Star Trek Took Inspiration From The Simplest Children’s Game
In the Star Trek: Deep Space Nine episode “Move Along Home,” our intrepid Starfleet heroes are stuck inside a bizarre alien game named “chula” whose rules they cannot understand. Audiences watching at home couldn’t understand the rules, either, which is one of this awful episode’s many problems. Just when you thought this episode couldn’t get any worse, here’s a real gut punch: that game that nobody could figure out is mostly a three-dimensional version of Chutes and Ladders.
The Chutes And Ladders Connection
To appreciate how bizarre this story is, you may need a quick refresher on what “Move Along Home” was all about. The episode begins with game-loving aliens visiting Deep Space Nine and taking Quark for all the latinum he’s worth at the dabo tables. When Quark tries to rig the tables in his favor, the aliens notice and force the Ferengi to play a new game called chula.
Quark Is Out Of His Element
Chula is unlike anything Quark has ever played before and has a very special twist: even as the greedy bartender plays against his alien adversary on the station, his colleagues (Sisko, Dax, Bashir, and Kira) are stuck inside the maze-like game, Jumanji-style. As far as Quark knows, his decisions while playing this game will decide whether these characters live or die…quite a bit of pressure from someone whose day job is simply slinging alcohol and selling holodeck time.

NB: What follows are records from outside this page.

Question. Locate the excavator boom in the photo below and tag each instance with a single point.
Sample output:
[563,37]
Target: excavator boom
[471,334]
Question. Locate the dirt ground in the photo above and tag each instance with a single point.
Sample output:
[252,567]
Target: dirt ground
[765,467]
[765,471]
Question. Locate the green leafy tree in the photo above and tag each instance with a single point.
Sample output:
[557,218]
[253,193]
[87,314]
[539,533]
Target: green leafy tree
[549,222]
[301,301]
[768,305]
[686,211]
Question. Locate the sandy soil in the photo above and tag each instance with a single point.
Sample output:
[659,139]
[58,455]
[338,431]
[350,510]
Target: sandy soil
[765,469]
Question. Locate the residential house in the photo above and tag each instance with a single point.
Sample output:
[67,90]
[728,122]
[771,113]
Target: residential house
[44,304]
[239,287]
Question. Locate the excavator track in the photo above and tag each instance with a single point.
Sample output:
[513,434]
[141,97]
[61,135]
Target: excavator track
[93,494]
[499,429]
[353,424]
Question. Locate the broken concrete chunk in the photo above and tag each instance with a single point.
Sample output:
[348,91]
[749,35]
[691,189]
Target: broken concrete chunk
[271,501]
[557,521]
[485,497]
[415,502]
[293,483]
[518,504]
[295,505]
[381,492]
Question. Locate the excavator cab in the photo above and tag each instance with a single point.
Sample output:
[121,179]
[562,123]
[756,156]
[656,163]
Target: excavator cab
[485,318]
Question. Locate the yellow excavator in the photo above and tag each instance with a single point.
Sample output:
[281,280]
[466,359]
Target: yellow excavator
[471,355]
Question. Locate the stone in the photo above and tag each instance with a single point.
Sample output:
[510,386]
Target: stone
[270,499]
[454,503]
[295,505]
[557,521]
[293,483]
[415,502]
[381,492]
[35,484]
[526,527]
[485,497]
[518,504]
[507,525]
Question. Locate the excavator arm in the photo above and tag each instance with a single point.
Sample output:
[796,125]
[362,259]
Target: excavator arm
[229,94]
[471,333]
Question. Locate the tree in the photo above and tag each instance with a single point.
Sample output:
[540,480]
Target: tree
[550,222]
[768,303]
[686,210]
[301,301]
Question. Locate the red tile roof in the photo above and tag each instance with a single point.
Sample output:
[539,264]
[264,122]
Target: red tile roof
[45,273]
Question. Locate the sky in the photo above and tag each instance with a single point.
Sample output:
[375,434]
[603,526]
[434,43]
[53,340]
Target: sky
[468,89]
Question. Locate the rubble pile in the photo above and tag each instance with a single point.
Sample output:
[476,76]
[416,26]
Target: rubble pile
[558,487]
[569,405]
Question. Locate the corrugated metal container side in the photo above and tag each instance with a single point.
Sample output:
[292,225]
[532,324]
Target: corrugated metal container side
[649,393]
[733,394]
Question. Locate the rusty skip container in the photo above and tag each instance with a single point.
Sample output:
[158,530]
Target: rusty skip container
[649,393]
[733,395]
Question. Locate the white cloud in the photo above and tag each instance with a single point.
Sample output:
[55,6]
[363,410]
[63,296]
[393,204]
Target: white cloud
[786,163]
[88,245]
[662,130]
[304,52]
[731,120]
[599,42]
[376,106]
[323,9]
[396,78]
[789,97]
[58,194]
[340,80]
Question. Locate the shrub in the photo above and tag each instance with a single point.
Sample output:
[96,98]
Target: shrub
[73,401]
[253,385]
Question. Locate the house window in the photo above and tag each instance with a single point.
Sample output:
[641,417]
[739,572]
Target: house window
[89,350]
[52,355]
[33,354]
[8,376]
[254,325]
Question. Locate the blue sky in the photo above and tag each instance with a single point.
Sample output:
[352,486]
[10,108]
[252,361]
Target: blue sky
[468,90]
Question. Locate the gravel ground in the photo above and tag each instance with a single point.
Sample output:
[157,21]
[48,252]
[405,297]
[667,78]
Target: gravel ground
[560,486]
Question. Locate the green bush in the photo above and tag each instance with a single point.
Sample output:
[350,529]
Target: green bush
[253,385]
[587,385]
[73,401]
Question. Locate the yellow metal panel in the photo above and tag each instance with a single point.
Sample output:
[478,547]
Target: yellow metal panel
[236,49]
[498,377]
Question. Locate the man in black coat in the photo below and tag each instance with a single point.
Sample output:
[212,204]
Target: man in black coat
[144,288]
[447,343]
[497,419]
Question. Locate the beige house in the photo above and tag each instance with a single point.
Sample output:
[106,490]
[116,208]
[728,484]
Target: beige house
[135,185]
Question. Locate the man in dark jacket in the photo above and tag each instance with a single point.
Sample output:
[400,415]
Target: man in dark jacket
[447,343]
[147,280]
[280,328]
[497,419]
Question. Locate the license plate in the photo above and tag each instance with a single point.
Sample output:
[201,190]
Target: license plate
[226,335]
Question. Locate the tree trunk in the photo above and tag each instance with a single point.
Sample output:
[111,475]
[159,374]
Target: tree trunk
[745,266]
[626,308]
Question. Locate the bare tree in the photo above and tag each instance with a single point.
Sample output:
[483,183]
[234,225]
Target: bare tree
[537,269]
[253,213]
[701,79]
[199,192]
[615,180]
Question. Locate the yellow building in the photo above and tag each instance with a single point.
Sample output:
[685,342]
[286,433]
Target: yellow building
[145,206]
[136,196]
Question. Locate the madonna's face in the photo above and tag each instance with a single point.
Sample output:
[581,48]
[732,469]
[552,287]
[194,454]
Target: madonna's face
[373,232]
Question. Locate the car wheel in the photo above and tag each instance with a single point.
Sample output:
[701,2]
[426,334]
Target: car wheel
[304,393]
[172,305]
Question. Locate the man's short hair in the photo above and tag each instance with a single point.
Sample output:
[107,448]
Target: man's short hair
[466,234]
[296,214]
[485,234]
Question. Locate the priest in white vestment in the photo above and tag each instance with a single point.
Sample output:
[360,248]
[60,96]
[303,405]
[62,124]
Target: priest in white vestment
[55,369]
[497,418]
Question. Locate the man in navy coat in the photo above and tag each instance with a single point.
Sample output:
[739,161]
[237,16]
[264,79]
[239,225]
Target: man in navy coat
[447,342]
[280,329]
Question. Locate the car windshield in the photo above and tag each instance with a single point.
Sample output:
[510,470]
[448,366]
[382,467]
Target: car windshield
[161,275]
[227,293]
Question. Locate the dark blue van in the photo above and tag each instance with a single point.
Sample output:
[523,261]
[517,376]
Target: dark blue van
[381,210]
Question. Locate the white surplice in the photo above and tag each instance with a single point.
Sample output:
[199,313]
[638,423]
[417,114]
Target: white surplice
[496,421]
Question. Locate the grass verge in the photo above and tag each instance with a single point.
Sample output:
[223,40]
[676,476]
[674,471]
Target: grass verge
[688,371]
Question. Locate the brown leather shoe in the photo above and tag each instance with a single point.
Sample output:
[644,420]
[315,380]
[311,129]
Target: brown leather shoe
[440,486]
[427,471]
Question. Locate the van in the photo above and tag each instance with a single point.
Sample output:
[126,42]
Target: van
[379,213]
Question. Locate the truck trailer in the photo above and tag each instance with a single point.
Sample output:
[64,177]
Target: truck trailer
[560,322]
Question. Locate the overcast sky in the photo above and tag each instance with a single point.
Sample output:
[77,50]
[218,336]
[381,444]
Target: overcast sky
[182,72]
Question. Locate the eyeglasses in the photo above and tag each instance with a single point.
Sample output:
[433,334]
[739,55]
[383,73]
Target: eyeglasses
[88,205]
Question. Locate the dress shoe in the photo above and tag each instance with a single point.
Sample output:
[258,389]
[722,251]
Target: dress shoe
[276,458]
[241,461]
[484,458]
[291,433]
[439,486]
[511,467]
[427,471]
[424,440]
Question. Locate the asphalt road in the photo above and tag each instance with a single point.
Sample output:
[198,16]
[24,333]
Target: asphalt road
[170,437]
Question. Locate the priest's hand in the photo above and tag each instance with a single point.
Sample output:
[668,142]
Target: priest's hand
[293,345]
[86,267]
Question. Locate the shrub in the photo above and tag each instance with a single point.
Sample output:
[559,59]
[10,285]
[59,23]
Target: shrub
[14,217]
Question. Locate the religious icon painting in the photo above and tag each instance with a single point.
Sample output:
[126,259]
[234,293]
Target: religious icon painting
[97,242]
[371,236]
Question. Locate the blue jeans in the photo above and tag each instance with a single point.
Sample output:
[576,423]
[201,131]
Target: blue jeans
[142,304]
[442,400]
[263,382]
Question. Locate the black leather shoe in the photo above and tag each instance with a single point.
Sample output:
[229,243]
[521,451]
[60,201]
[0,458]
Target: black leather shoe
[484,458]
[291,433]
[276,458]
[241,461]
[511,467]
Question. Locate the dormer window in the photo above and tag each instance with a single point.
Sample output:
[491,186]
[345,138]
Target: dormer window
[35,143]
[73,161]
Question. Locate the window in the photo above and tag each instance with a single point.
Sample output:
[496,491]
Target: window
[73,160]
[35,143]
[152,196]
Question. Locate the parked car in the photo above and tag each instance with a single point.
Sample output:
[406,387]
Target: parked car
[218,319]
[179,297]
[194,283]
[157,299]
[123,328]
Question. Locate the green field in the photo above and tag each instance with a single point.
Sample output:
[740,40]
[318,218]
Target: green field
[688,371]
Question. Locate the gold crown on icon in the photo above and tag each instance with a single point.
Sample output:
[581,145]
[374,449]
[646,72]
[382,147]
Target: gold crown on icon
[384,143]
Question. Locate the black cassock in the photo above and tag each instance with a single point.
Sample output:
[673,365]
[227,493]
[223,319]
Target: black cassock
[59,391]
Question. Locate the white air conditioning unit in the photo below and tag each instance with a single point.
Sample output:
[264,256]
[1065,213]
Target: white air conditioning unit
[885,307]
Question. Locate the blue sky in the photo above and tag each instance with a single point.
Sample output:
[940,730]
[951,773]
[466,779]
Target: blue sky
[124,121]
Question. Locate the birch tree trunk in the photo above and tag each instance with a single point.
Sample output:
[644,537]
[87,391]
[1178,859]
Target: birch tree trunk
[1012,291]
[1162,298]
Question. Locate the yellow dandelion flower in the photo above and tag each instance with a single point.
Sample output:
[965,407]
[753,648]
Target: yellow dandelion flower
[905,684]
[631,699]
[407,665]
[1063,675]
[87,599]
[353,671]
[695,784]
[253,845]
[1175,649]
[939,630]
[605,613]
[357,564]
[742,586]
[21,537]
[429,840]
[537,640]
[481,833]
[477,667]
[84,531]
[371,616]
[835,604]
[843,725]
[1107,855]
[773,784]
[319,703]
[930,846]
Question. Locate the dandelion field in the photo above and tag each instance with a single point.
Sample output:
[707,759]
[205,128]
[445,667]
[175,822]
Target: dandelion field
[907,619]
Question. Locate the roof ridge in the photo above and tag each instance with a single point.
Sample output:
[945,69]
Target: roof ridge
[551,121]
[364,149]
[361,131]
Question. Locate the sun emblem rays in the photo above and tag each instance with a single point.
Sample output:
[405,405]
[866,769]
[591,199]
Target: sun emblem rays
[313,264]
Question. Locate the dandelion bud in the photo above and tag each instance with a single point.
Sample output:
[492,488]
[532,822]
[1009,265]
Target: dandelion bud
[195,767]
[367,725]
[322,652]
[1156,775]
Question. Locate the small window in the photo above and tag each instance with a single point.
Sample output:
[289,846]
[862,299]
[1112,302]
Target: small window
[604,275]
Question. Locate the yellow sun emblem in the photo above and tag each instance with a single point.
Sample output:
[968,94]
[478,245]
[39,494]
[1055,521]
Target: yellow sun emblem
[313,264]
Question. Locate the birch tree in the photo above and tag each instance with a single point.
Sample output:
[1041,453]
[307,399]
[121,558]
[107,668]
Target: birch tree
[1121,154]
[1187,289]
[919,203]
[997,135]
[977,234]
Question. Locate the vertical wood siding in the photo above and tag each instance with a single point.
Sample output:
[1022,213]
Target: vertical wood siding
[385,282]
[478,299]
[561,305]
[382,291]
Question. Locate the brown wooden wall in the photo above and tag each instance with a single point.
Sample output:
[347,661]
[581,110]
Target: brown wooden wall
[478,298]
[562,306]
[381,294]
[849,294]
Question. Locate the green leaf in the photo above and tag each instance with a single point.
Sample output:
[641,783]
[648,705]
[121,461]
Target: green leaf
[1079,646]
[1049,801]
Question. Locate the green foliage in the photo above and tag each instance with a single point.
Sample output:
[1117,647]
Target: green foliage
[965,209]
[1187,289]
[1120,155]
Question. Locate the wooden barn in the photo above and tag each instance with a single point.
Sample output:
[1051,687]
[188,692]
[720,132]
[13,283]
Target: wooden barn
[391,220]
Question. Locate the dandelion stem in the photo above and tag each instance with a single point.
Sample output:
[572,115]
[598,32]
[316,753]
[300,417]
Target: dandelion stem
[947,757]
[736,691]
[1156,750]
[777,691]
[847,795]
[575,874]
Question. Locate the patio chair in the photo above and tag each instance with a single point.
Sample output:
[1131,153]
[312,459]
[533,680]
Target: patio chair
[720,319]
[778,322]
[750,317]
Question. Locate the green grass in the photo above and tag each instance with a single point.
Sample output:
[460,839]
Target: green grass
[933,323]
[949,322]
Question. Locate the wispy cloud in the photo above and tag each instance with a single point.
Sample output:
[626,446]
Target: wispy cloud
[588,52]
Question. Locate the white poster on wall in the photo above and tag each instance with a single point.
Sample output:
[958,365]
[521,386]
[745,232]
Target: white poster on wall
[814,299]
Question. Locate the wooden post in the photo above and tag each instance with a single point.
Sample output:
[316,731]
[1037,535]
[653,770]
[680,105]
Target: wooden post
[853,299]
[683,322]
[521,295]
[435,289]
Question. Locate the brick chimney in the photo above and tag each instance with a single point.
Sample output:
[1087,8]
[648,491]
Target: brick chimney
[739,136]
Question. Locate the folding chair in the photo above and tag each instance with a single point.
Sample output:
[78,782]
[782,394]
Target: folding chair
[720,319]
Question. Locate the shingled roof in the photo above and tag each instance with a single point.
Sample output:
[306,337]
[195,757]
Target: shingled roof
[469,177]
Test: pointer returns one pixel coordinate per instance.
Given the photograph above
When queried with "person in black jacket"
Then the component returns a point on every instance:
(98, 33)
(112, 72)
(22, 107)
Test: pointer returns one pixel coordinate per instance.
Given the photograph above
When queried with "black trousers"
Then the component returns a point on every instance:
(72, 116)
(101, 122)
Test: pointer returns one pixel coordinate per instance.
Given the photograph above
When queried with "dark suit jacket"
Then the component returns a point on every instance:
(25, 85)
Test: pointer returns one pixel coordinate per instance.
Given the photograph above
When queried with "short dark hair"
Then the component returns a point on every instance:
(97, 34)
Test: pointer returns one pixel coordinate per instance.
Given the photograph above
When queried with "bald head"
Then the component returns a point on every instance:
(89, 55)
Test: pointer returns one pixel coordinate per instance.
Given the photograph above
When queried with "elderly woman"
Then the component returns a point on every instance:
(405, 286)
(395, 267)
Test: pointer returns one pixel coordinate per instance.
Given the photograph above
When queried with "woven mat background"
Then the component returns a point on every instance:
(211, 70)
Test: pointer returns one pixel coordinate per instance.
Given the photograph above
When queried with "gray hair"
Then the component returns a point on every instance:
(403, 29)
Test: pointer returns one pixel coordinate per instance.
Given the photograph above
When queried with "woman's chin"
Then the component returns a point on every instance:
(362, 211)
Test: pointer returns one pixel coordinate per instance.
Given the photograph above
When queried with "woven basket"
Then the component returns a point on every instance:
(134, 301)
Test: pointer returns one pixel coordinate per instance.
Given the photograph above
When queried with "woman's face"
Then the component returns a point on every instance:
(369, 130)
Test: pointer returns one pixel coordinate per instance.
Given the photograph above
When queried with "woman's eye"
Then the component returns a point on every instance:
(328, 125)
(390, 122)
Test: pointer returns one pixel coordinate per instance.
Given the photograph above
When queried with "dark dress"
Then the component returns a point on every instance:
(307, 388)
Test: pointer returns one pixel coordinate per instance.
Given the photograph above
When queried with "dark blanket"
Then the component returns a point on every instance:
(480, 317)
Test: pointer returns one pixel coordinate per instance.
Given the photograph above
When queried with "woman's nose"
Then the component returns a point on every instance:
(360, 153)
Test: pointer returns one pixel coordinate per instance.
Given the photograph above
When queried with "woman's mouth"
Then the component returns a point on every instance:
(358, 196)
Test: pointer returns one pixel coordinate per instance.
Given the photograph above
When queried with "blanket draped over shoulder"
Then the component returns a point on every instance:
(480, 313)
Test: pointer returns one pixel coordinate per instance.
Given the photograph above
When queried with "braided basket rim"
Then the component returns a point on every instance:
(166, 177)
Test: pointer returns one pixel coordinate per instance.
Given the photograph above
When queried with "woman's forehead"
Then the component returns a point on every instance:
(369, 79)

Not Even Close To Dungeons & Dragons
When “Move Along Home” first came out, many thought the game’s maze-like structure was modeled a bit after Dungeons & Dragons. However, episode co-writer Jeanne Carrigan-Fauci later said that the writing team’s inspiration went back centuries instead of decades. They researched games from a variety of eras, including Rome, ancient Egypt, and Elizabethan England, picking and choosing various facets from these different diversions to include in their onscreen game.
It’s A Play On Words
Since the writers researched games that stretched back millennia, you might think that chula is confusing because it was inspired by games that were old when your ancestors were young. However, Carrigan-Fauci sheepishly admitted that the biggest inspiration was a game that almost everyone in the 80’s and 90’s had played in their childhood. That game was Chutes and Ladders, and it was chosen because the writers needed a multi-level game and this children’s game would perfectly fit the bill once it was transformed from 2D to 3D.
Carrigan-Fauci claims that chula being inspired by Chutes and Ladders was something that even the Star Trek producers were most likely unaware of. That means they were also unaware of the origin of the game’s name. Simply put, “chula” is a word created by combining the first syllables of two words: “chutes” and “ladders.”
Based On A Simple Children’s Game
Given this information, we can’t help but admire the irony: onscreen, chula is confusing to audiences, and fellow episode writer Frederick Rappaport insists that this was by design because all fans needed to know was that the Sisko and his team “were in jeopardy.” For all that confusion and seeming complexity, though, chula is based on a game so simple that children everywhere know how to play. Maybe those same kids can help us unravel the other big question of this episode: why “Move Along Home” is the worst episode of Deep Space Nine ever made.